I wrote this sentence in an essay: “I learned that, when a thunderstorm was overhead, lightening cracking over thunder, it rattled the tent and shivered the trees, and in its awesomeness, you could hear sailors keening and the silence of birds as they burrowed deep into tree branches.”
The writers in the group flagged “awesomeness” as the wrong word choice. Awesomeness? What is wrong with you, I thought, what is wrong with awesomeness? It is a perfect word.
Merriam-Webster defines it as “a quality that inspires awe.” The Oxford Dictionary says it is “the quality of being extremely impressive or daunting.” But the Online Slang Dictionary explains it to mean “very good, excellent, fun, or otherwise appealing.”
And there, as Shakespeare said, is the rub. My thunderstorm was not fun or otherwise appealing, it was daunting and extremely impressive and, well, awesome. Just, apparently, not to my readers.
There are other words I could use: extraordinary, spectacular, formidable, astounding, impressive.

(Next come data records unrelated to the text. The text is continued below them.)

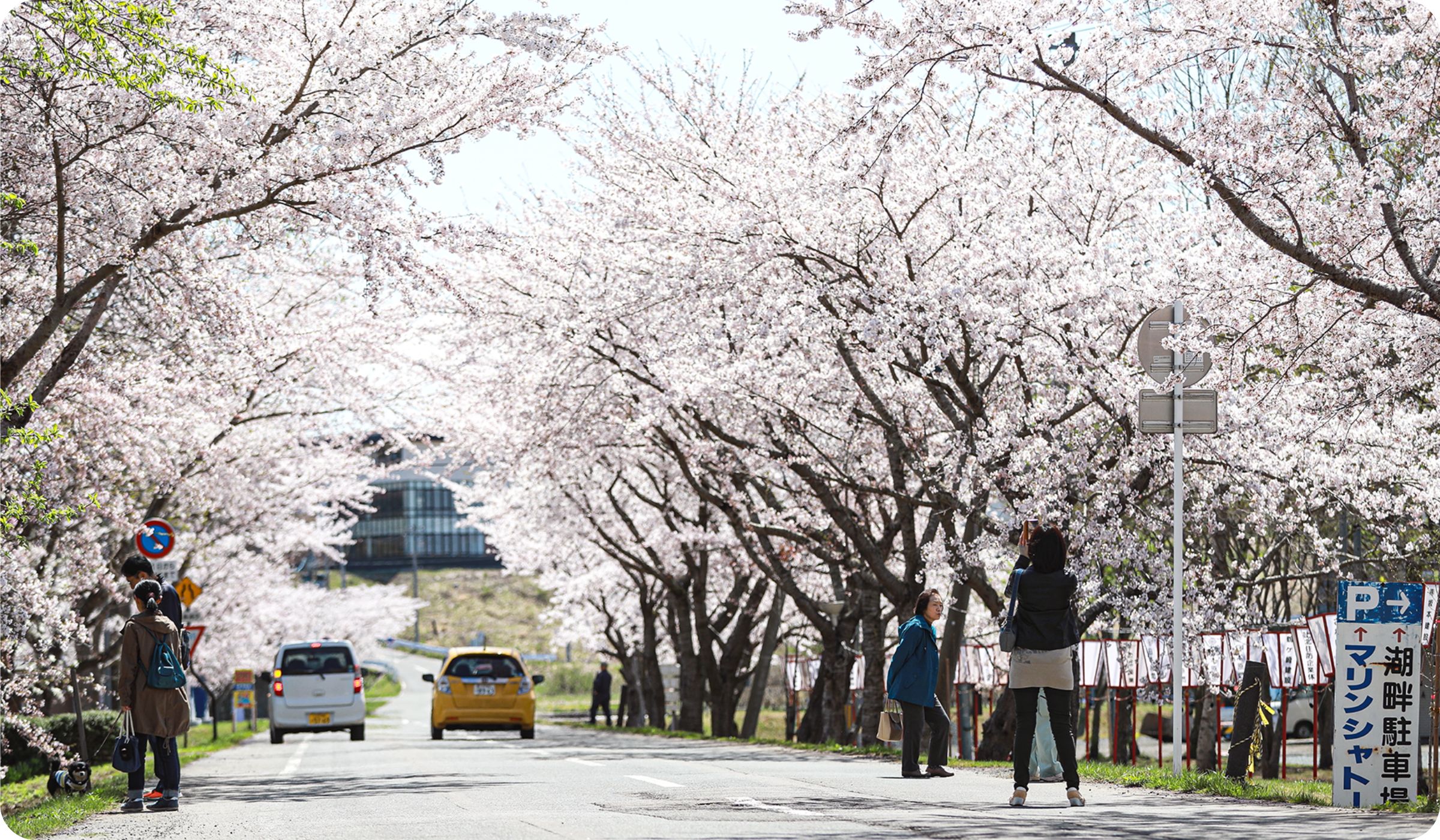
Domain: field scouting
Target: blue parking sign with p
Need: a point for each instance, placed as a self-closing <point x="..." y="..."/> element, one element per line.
<point x="1376" y="602"/>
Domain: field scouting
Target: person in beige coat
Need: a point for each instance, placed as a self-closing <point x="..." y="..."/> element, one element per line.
<point x="160" y="715"/>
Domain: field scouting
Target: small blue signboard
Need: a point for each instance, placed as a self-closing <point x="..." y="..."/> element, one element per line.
<point x="157" y="542"/>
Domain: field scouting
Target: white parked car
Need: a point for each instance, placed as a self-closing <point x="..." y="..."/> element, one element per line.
<point x="317" y="688"/>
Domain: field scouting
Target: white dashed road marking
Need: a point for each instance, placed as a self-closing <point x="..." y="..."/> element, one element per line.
<point x="749" y="803"/>
<point x="294" y="761"/>
<point x="654" y="781"/>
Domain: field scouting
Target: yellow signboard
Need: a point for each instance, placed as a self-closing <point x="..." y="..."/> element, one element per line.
<point x="188" y="590"/>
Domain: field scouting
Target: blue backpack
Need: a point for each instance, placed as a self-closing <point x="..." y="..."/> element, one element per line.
<point x="164" y="666"/>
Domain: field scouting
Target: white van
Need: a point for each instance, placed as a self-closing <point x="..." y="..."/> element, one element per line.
<point x="317" y="688"/>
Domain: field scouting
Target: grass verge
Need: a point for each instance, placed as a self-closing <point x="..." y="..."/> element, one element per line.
<point x="378" y="692"/>
<point x="31" y="813"/>
<point x="1292" y="791"/>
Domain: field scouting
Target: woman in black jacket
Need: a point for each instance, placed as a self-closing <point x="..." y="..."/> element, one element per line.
<point x="1046" y="636"/>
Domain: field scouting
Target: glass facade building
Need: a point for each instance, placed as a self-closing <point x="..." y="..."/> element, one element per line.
<point x="415" y="518"/>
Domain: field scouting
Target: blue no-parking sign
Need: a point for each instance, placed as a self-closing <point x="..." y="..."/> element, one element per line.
<point x="1377" y="692"/>
<point x="159" y="542"/>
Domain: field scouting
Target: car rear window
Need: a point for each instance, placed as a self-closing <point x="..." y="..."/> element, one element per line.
<point x="317" y="661"/>
<point x="484" y="665"/>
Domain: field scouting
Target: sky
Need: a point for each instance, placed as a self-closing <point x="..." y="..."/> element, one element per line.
<point x="494" y="169"/>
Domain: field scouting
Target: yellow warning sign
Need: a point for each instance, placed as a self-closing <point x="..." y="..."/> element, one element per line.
<point x="188" y="590"/>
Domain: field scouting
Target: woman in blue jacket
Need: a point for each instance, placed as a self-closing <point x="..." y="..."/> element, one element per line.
<point x="913" y="675"/>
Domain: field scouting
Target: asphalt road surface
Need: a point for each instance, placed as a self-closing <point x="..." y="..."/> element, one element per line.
<point x="577" y="783"/>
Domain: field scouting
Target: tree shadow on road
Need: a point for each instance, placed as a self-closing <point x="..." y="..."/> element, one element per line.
<point x="238" y="788"/>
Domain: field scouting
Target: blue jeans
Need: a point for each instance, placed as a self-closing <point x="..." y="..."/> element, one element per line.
<point x="167" y="767"/>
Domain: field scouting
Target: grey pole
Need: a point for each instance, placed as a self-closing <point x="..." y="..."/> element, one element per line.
<point x="1178" y="542"/>
<point x="415" y="586"/>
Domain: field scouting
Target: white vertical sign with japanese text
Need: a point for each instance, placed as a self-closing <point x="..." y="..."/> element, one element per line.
<point x="1377" y="694"/>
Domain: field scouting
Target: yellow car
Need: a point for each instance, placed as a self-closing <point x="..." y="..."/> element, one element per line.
<point x="483" y="688"/>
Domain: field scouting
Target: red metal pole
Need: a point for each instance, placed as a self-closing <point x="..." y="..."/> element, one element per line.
<point x="1190" y="748"/>
<point x="1220" y="761"/>
<point x="959" y="731"/>
<point x="1135" y="737"/>
<point x="1285" y="731"/>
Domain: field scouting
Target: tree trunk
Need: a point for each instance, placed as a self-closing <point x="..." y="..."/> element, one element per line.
<point x="952" y="640"/>
<point x="692" y="716"/>
<point x="998" y="731"/>
<point x="761" y="675"/>
<point x="812" y="727"/>
<point x="1204" y="734"/>
<point x="1122" y="727"/>
<point x="873" y="647"/>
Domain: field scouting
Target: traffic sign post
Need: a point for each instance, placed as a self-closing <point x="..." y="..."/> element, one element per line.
<point x="189" y="591"/>
<point x="1377" y="694"/>
<point x="242" y="697"/>
<point x="1168" y="414"/>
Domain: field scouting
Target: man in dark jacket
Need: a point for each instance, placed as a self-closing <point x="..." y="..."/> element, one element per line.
<point x="601" y="694"/>
<point x="137" y="569"/>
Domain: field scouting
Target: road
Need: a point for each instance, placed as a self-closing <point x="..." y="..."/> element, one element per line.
<point x="578" y="783"/>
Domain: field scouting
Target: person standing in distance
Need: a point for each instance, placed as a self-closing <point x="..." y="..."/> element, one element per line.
<point x="1046" y="636"/>
<point x="601" y="694"/>
<point x="913" y="675"/>
<point x="137" y="569"/>
<point x="160" y="715"/>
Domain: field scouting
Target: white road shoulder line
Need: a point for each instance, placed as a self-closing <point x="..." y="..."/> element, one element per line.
<point x="749" y="803"/>
<point x="654" y="781"/>
<point x="294" y="760"/>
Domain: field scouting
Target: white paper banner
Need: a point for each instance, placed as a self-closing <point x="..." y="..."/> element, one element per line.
<point x="1322" y="644"/>
<point x="1427" y="622"/>
<point x="1092" y="661"/>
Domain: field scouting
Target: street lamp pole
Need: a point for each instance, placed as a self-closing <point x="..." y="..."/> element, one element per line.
<point x="1178" y="542"/>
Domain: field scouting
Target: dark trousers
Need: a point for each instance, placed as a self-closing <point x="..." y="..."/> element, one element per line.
<point x="167" y="766"/>
<point x="912" y="718"/>
<point x="601" y="702"/>
<point x="1027" y="704"/>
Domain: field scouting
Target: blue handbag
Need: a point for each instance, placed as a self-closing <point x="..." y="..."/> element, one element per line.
<point x="128" y="755"/>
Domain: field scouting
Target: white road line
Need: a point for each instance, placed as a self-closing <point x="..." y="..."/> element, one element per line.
<point x="294" y="760"/>
<point x="654" y="781"/>
<point x="749" y="803"/>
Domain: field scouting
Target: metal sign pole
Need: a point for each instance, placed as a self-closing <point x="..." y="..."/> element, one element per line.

But none of them mean exactly what I meant when I wrote the sentence.
I look for synonyms for the popular use of awesomeness and find mind-boggling, mind-blowing, out of this world, amazeballs, and badass.
There is one word in that list that comes close to my meaning, but I’m not sure:
“I learned that, when a thunderstorm was overhead, lightening cracking over thunder, it rattled the tent and shivered the trees, and in its badassness, you could hear sailors keening and the silence of birds as they burrowed deep into tree branches.”